Licensed data for October was reported by the Steel Import Monitoring System of the US Commerce Department on November 8th. An explanation of the methodology that we at SMU use to analyze the trade data is given at the end of this piece.
All volumes in this analysis are reported in short tons. Total rolled product licensed imports in the single month of October were 2,165,303 tons with a three month moving average (3MMA) of 2,161,695 tons. We prefer not to dwell on single months results because of the extreme variability that can occur in individual products. Unusually, this month they are about the same. In the comments below we use only three month moving averages because normally this presents a more representative picture.
Figure 1 shows the 3MMA through October licensed tons of semi-finished, flat and long products since January 2004.
Imports of semi-finished in October were 526,478 tons with a three month moving average of 613,328 tons. February’s import volume of semis was an outlier, since then the volume has recovered to a level typical of 2015. “Flat” includes all hot and cold rolled sheet and strip plus all coated sheet products plus both discrete and coiled plate. The 3MMA of flat rolled imports peaked at 1,634,000 tons in November 2014, fell to 1,009,000 tons in April this year and has since climbed back to 1,172,674 tons. Long product imports have been range bound between 519,000 tons and 772,000 tons since March 2014 with no particular trend evident. In October the 3MMA of long product imports was 588,641 tons.
Figure 2 shows the 3MMA trend of sheet and strip products since January 2004.
The total of these products was up by 2.4 percent in three months through October compared to three months through July. HRC was down sharply in October with increases in CRC and HDG. The other coated products were little changed. Electro-galvanized has been quite constant for over 2 years.
Table 1 provides an analysis of major product groups and of sheet products in detail.

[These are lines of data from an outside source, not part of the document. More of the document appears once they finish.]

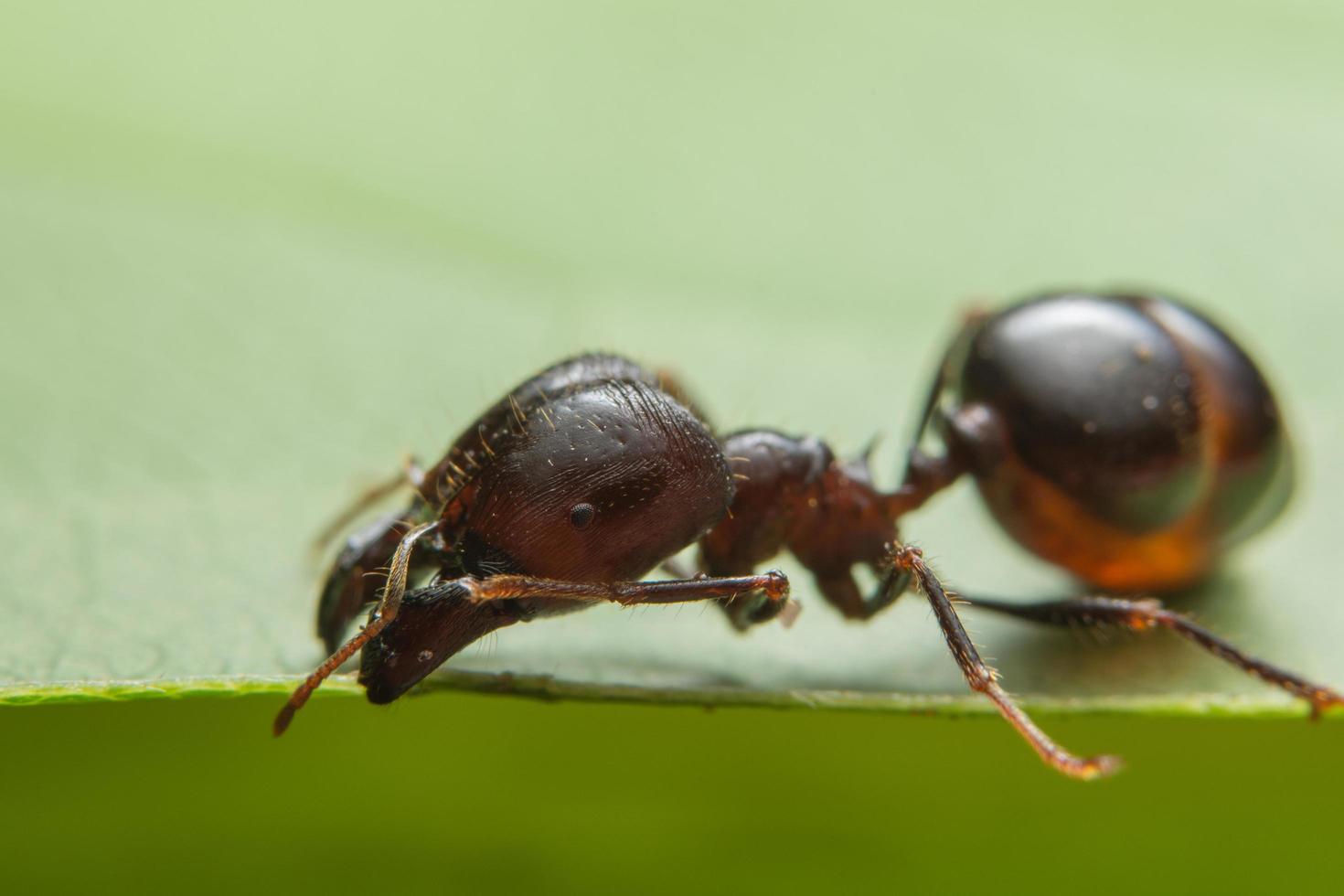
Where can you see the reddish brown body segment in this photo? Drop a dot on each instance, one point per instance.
(1124, 438)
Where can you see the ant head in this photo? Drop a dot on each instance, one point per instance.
(603, 484)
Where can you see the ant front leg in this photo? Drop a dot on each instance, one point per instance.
(907, 560)
(546, 595)
(359, 571)
(411, 475)
(1144, 615)
(398, 571)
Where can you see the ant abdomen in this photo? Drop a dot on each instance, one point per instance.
(1125, 438)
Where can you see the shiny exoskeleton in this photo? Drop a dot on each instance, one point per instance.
(1124, 438)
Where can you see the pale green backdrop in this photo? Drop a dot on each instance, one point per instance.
(253, 252)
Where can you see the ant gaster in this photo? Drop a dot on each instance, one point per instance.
(1124, 438)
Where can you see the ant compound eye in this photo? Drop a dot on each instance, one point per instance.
(581, 515)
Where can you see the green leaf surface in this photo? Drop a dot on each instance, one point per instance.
(256, 255)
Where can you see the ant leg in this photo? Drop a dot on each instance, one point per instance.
(981, 678)
(411, 475)
(540, 595)
(440, 620)
(357, 575)
(397, 574)
(1143, 615)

It compares the average monthly tonnage in the three months through October 2016 with both three months through July (3M/3M) and three months through October 2015 (Y/Y). On a Y/Y basis the total of all rolled products was down by 80,903 tons or 3.6 percent, as total sheet products were down by 1.0 percent. Tubulars were down by 10.9 percent. Semi-finished slabs, blooms and billets were down by 4.4 percent and long products were down by 3.4 percent. On a 3M/3M basis the situation was similar except total sheet products were up by 2.3 percent. The total volume of hot worked products was down by 1.2 percent, 3M/3M and within the sheet products ranged from an increase of 15.6 percent for cold rolled to a decrease of 11.8 percent for electro-galvanized. Of the big 3 sheet products 3M/3M, HRC was down by 13.0 percent, CRC was up by 15.6 percent and HDG was up by 10.8 percent.

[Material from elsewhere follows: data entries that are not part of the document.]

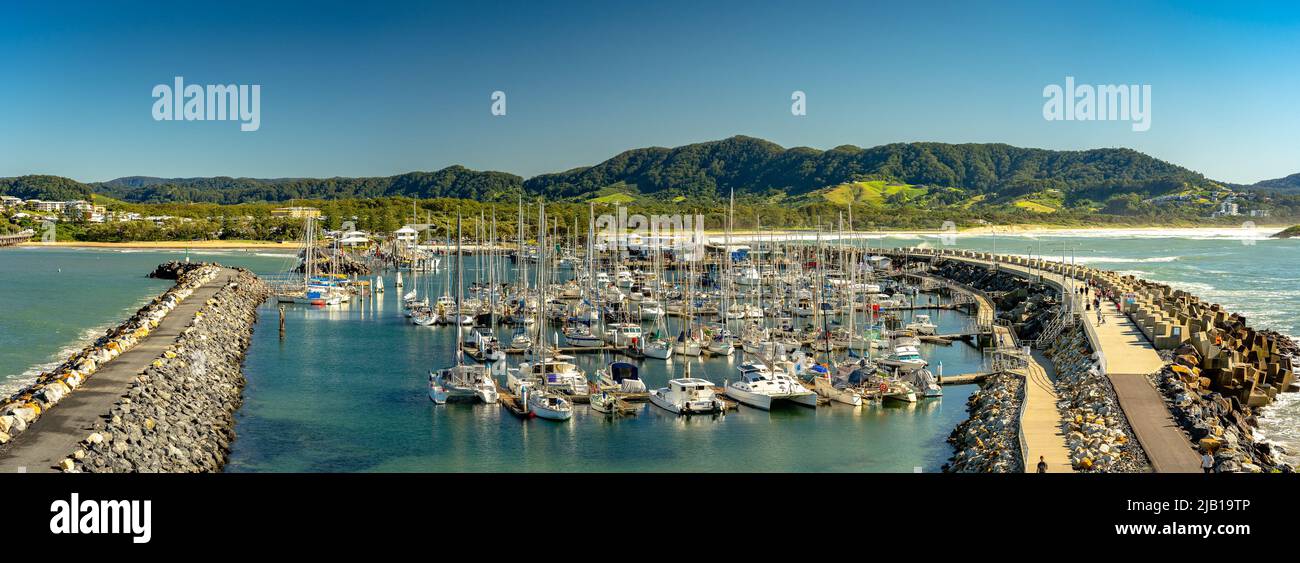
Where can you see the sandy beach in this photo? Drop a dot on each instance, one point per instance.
(168, 245)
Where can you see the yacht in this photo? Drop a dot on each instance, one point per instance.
(688, 395)
(921, 324)
(685, 345)
(622, 376)
(554, 373)
(924, 384)
(463, 382)
(905, 358)
(549, 406)
(623, 334)
(759, 386)
(835, 390)
(581, 337)
(484, 346)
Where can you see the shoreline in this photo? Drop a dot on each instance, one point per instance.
(745, 234)
(165, 245)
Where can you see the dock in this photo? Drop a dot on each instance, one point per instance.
(1129, 359)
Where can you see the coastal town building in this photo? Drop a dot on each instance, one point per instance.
(295, 212)
(407, 237)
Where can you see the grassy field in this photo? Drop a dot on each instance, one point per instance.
(869, 193)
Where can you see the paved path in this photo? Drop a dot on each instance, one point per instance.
(1127, 358)
(1040, 423)
(55, 434)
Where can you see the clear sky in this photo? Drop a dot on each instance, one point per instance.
(360, 89)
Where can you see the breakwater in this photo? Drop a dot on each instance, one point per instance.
(178, 414)
(20, 410)
(989, 440)
(1214, 372)
(1096, 429)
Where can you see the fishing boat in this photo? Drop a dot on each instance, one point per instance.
(759, 388)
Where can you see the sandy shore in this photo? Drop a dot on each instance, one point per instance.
(209, 245)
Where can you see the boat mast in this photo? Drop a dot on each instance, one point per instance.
(460, 273)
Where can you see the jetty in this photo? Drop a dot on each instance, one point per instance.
(1040, 420)
(59, 432)
(1127, 356)
(14, 239)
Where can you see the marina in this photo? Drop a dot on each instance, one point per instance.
(334, 343)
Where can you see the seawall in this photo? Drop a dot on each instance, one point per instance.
(1213, 371)
(178, 415)
(157, 394)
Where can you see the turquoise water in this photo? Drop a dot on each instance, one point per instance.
(55, 301)
(346, 389)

Table 2 shows the same analysis for long products.
The total tonnage of long products was down by 20,947 tons per month Y/Y. Rebar was down by 19.4 percent and heavy structurals down by 20.8 percent which may be a reflection of the construction slowdown that we have reported in our CPIP analysis. On a 3M/3M basis the total volume of long products decreased by 7.9 percent.
Figure 3 shows the import market share of sheet and long products through September which is the latest data available for total steel supply.
The import market share of sheet products peaked at 24.3 percent in March 2015 and was less than 20 percent for each month of 2016 until September when it bounced back to 21 percent on a 3MMA basis. Long product import market share peaked at 29.4 in April 2015 but has only had two months since then below 25 percent. Import share of longs in September was 27.2 percent.
Net imports equals imports minus exports and our analysis is based on the final volumes through September. We regard this as an important look at the overall trade picture and its effect on demand at the mill level. Figure 4 shows net sheet product imports on a 3MMA basis at 663,825 tons in September with an increasing trend in the last few months.
The total net was down by 769,703 tons YTD through September. Compared to imports, exports have been relatively consistent for almost eight years. Net sheet steel imports are still high by historical standards. If as expected the Fed raises interest rates in December, the US $ will appreciate against the currencies of the steel trading nations and this in turn will tend to drive imports higher and exports lower in 2017.
Explanation: The SMU publishes several import reports ranging from this very early look using licensed data to the very detailed analysis of final volumes by product, by district of entry and by source nation which is available on the premium member section of our web site. The early look, the latest of which you are reading now has been based on three month moving averages (3MMA) using the latest licensed data, either the preliminary or final data for the previous month and final data for earlier months. We recognize that the license data is subject to revisions but believe that by combining it with earlier months in this way gives a reasonably accurate assessment of volume trends by product as early as possible. We are more interested in direction than we are in absolute volumes at this stage. The main issue with the license data is that the month in which the tonnage arrives is not always the same month in which the license was recorded. In 2014 as a whole our data showed that the reported licensed tonnage of all carbon and low alloy products was 2.3 percent less than actually receipts, close enough we believe to confidently include licensed data in this current update. The discrepancy declined continuously during the course of the twelve month evaluation as a longer time period was considered.